Какой-то смущенный и огорченный этим фактом российский еврей оплатил два билета на самолет до Венеции. Поэтому я родился там. Этот город, несмотря на свое постоянное медленное умирание, моим родителям понравился. И Бродскому, по удивительному стечению обстоятельств, тоже. Может, потому, что она немного похожа на их Ленинград. Каждую зиму Бродский приезжал на Рождество в Венецию, которую любил больше всего именно в это время года. И каждый раз навещал моего отца и Машу. И меня. Дядя Йося никогда не забывал того рейса в июне семьдесят второго. Так же, как никогда не забывал о нем мой отец. А потом Бродский получил Нобелевскую премию. Я был еще слишком молод, чтобы оценить этот факт. Да и потом, откровенно говоря, литература меня никогда особо не интересовала. Мой отец ничего мне об этом не рассказывал. Узнал я это все только на кладбище. Во время похорон дяди Йоси, у его могилы. У нас, в Венеции, на Сан-Микеле… И да, это была Ахматова. Если вкратце.

Они помолчали, а потом она дотронулась до его руки и поцеловала его в щеку. Он встал с полу и лег на постель.

– Я очень устал. Спал всего несколько часов, – сказал он тихо.

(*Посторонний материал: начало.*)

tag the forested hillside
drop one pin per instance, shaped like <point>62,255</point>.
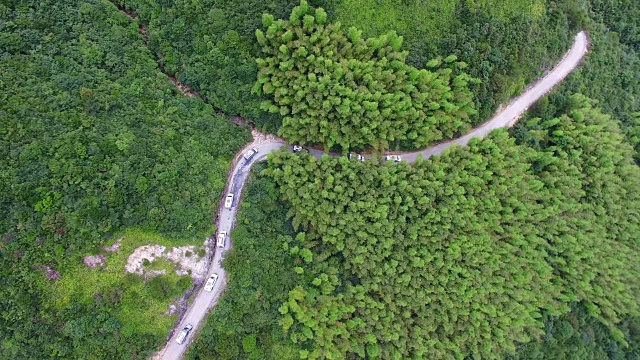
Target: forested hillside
<point>523,245</point>
<point>93,140</point>
<point>461,254</point>
<point>210,45</point>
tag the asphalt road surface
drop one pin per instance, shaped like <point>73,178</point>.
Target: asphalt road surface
<point>205,300</point>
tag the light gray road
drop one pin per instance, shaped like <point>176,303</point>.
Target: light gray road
<point>205,300</point>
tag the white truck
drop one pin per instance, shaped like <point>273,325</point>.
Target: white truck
<point>249,154</point>
<point>211,282</point>
<point>182,336</point>
<point>222,238</point>
<point>228,202</point>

Она укрыла его одеялом и вышла.


Через две недели он снова прилетел в Гданьск.

Поляки знали, что он хочет остановиться в «Гранде» и чтобы ему зарезервировали номер 414.

Когда на следующий день утром он услышал стук в дверь, то почувствовал возбуждение и волнение. Он хотел ей рассказать, что думал о ней в самолете до Варшавы, а потом – и в самолете до Рима, что у нее красивые глаза, когда она улыбается, и что он помнит прикосновение ее руки. А также хотел извиниться за то, что, как идиот, заснул той ночью, и признаться, что хотел увидеть ее перед отъездом, но не мог нигде ее найти, хотя и обошел все этажи, заглядывая во все открытые комнаты, около которых стояли тележки. А еще хотел бы узнать, как ее зовут, потому что думать все время о ком-то, чье имя тебе неизвестно, это трудно и как-то грустно. И вообще он хотел бы узнать о ней как можно больше, а еще лучше узнать все.

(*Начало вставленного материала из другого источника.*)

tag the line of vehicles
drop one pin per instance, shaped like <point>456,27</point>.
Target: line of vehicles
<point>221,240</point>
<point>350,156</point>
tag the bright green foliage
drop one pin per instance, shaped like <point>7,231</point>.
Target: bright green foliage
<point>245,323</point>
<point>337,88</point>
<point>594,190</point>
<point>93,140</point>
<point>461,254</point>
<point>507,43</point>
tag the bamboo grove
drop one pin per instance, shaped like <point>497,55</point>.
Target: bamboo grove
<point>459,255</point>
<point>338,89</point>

Когда наконец он открыл дверь и увидел ее – в той же самой белой блузке, онемевшую, но с радостью в глазах, – он забыл все, что собирался сказать. Он просто вышел за порог, склонил голову и поцеловал ей руку. Он помнит, что некоторое время они разглядывали друг друга молча.

– Я о вас думал. Почти все время…

* * *

Вечером она повела его на прогулку по пляжу. Рассказывала о своем восхищении Бродским и Ахматовой, говорила о Сибири, о Санкт-Петербурге, в котором студенткой провела несколько месяцев, и о том, что до сих пор многие люди – такие, как его мать, например, – называют этот город Ленинградом. Говорила и о Польше, которая иногда ее восхищала, а иногда пугала. Вспоминала о книгах, которые любит, и о музыке, которую слушает. Она хотела, чтобы он как можно больше рассказал ей о Венеции, которую она знала как свои пять пальцев благодаря Бродскому, хотя никогда не была в этом городе. Она спрашивала, почему он выбрал профессию архитектора и какое чувство рождается, когда рисунок на чертежной доске вдруг становится настоящим зданием, и каково это – стоять перед таким зданием, чувствуя гордость, как писатель, который берет в руки свою изданную книгу, или, может быть, печаль, что уже ничего нельзя исправить. Она рассказывала о своих друзьях из Новосибирска и своих планах. Она даже словом не обмолвилась о мужчине – ни в России, ни в Польше, о мужчине, который имел бы для нее какое-нибудь исключительное значение. Он вспоминал об этом вечером в номере, когда совершенно не мог сосредоточиться на делах.